# 2014 Nominees Into the R&R Hall of Fame



## oldman (Oct 10, 2014)

http://www.rollingstone.com/music/n...rock-and-roll-hall-of-fame-inductees-20141009

I did not know the public had a vote to select their choice of artists to be inducted into the R&R Hall of Fame. If you have never been there, I would suggest it. Allow plenty of time, if you go. There is a lot to see.


----------



## Falcon (Oct 10, 2014)

Please believe me.
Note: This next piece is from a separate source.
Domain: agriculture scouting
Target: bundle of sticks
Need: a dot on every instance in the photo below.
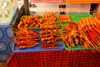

I couldn't care less !


----------



## SeaBreeze (Oct 10, 2014)

Cool Oldman, I grew up on rock and roll, and I still enjoy it now, both new and old.  I like several of the artists/groups they have listed.


----------



## AprilT (Oct 10, 2014)

Love some rock & roll.  Was in love with Jagger from age five when I first saw him dancing around like a man on fire. Really it was those lips.  

https://www.youtube.com/watch?v=asdV8TFHXXg


Then there Mick with Bowie.  

https://www.youtube.com/watch?v=9G4jnaznUoQ


----------



## oldman (Oct 10, 2014)

The first time I saw Mick perfrom on Sullivan or whatever show it was, he looked like a rooster parading around on stage. Thant was a great video with Mick and Davey, but I think Davey needs a little more Mojo.


----------



## AprilT (Oct 10, 2014)

oldman said:


> The first time I saw Mick perfrom on Sullivan or whatever show it was, he looked like a rooster parading around on stage. Thant was a great video with Mick and Davey, but I think Davey needs a little more Mojo.



Bowie had the cool factor going for him.  Unfortunately I couldn't find a decent copy of his original "Lets Dance" video.


----------